57 Although there is most limited material to which I can have regard, it seems as though what occurred was a process of frantic, if not, panic stricken reaction by the offender to the prospect of being tried and punished for the alleged fraud, possibly influenced by a degree of paranoia. His thought processes did not appear at all organised. He seems to have resorted to drastic and fantastic expedients because of the intellectual and personality deficits described by the psychologist.
58 His criminality should be considered to be mitigated to some limited, but some, degree by these matters: Regina v. Letteri (CCA, unreported 18 March 1992). Considering the criteria, comparisons between individual cases are of no assistance. It is hard to find any guiding principle which might operate by way of gloss upon the section to afford any further assistance than is afforded by direct regard to the express words of the provision. It is of no assistance to consider categories of murder such as those applicable to contract killers, political assassinations, killing for profit or to consider particular examples of other persons, who other judges, in other circumstances, but for the same crime thought deserved the maximum sentence.
59 I have considered all matters relevant to culpability and particularly the gravity, multiplicity and frequency of the crimes in context and, particularly, the offender's psychological deficits as appear to have been involved in his criminality. Notwithstanding that his conduct has been appalling and reprehensible in the extreme, I have been unable, after anxious consideration, to conclude that I am satisfied that the level of culpability is so extreme that the community's interest in retribution, punishment, community protection and deterrence can only be met through the imposition of a sentence which would require the confinement of the offender for the rest of his natural life.
60 I am, however, of the view, having regard to all those matters, that nonetheless, a very lengthy sentence which will include a most substantial non-parole period, must be passed.
61 In that regard, however, the very length of the sentence together with the matters I have earlier referred to in evidence from the psychologist's report and going to the offender's cognitive deficits and possible brain damage and his isolation are such as amount to special circumstances. I am firmly of the view that, having regard to the matters I referred to in Petrinovic (supra) at paras.64-66, the maximum opportunity should be afforded to the offender for supervision after release but under the sanction of a possible return to custody, and that should be catered for by varying the statutory proportions envisaged by s.44(2) of the Act to a limited extent.

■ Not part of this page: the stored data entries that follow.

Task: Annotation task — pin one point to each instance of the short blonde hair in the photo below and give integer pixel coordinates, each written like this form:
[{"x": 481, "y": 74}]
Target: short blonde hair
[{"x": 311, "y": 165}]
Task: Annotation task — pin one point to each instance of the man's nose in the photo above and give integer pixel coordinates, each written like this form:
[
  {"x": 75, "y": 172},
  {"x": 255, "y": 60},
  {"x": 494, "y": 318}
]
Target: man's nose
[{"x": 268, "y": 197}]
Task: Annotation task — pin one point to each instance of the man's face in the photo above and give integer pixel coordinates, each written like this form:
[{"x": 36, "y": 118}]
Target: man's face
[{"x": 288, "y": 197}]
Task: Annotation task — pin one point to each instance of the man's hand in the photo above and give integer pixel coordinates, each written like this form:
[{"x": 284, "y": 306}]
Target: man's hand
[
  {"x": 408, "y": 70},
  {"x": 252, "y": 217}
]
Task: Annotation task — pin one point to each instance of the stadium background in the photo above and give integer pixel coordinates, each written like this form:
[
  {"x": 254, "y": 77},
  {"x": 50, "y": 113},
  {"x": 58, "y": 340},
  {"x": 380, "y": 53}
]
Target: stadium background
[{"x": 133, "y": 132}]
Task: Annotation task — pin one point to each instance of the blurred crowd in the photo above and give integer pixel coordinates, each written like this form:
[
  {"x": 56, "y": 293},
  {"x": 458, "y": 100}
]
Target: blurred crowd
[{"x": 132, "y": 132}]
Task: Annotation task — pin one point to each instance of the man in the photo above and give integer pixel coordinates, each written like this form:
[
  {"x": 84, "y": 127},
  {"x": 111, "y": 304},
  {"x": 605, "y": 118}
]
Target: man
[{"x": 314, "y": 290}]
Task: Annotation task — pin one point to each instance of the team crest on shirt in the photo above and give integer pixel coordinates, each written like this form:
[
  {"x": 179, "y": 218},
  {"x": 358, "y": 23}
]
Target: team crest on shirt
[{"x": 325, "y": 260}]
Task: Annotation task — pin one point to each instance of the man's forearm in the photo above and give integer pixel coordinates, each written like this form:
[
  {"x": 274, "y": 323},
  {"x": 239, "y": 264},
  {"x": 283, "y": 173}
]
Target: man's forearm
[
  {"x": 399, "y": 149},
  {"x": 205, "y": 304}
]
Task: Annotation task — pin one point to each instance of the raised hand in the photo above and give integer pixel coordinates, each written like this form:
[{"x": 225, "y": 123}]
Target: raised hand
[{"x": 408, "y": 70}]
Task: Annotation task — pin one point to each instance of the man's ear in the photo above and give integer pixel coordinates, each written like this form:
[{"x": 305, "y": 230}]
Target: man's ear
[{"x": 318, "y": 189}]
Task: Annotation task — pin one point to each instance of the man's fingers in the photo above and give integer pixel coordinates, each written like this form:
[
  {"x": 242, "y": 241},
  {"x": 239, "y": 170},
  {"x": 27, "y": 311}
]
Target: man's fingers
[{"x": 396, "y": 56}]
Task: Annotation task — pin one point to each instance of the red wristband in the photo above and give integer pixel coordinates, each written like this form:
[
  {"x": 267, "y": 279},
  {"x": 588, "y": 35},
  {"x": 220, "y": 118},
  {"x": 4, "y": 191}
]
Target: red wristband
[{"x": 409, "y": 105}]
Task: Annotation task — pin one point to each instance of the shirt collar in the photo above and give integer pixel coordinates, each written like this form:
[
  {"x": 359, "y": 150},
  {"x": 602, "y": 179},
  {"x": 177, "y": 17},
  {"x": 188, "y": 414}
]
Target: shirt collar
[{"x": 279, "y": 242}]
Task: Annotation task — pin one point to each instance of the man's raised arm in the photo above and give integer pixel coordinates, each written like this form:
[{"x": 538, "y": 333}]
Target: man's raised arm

62 In accordance with the decision of the Court of Criminal Appeal in Thomson & Houlton (supra), I express the discount for the plea of guilty as allowed at 15%.
63 Mr. Offer, on the charge of murder, you are sentenced to a total sentence of 34 years. There will be a 25 year non-parole period. That sentence takes into account the three matters on the Form 1. On the charge of cause grievous bodily harm with intent to murder, you are sentenced to 10 years imprisonment to be served concurrently with the sentence on the murder charge. I decline to set a non-parole period for that offence because of the other penalty imposed on you for the murder offence.
64 I direct that those sentences commence on 17 October 1997. I specify that the earliest date on which the offender will be eligible for release from custody or eligible to be released on parole is 16 October 2022.